How the agent uses files

When the agent runs, all attached files are mounted into the sandbox at predictable paths. The agent receives a manifest (app-files.json) that maps each file’s display name to its sandbox path, so it can read the files directly during execution. This is useful for workflows that need fixed reference material — for example:
  • A report generator that uses a branded HTML template
  • A data analyzer that reads a CSV dataset
  • A content writer that follows a style guide document

Managing files

  • Preview — click any file to open a preview overlay (images render inline; other types show content or download)
  • Delete — click the trash icon next to any file to remove it permanently
  • Upload more — the drag-and-drop area is always available at the bottom of the tab
Agent files are separate from the global Files page.
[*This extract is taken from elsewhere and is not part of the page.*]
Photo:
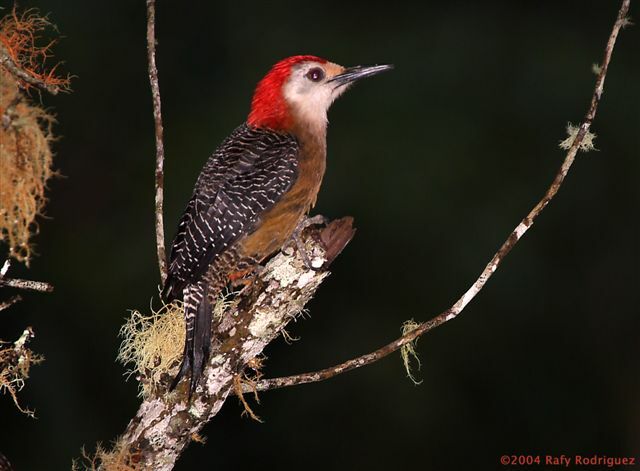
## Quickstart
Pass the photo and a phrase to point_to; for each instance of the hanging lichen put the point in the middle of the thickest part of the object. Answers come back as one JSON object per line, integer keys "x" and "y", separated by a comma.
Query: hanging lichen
{"x": 25, "y": 128}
They are scoped to a specific agent and mounted into the sandbox every time that agent runs.

Config tab

  • The config.yaml that defines the agent’s input form, output format, and memory settings
  • The skill.md that contains the agent’s execution instructions

Sessions tab

  • History of all runs with inputs and outputs
  • Status (success, error) and timestamps
  • Links to the full chat thread for each run
  • Dashboards — if the agent produced a visual dashboard during the run, it appears in the expanded session card alongside the summary and artifacts
When an agent is created with the Dashboard output format, each run renders an interactive dashboard with KPI cards, charts, tables, and alerts. The dashboard layout is consistent across runs — only the data changes.
Stock analysis dashboard with current price, 52-week range, market cap, revenue, and price history chart rendered in an agent session

Sharing with your team

Agents are available to everyone in the workspace. Team members can:
  • Run the agent with their own inputs
  • View session history to see past results
  • Follow up to create their own refined version
Start with a working prototype in chat, save it as an agent, then iterate with follow-ups. Each refinement makes the agent more reliable and comprehensive.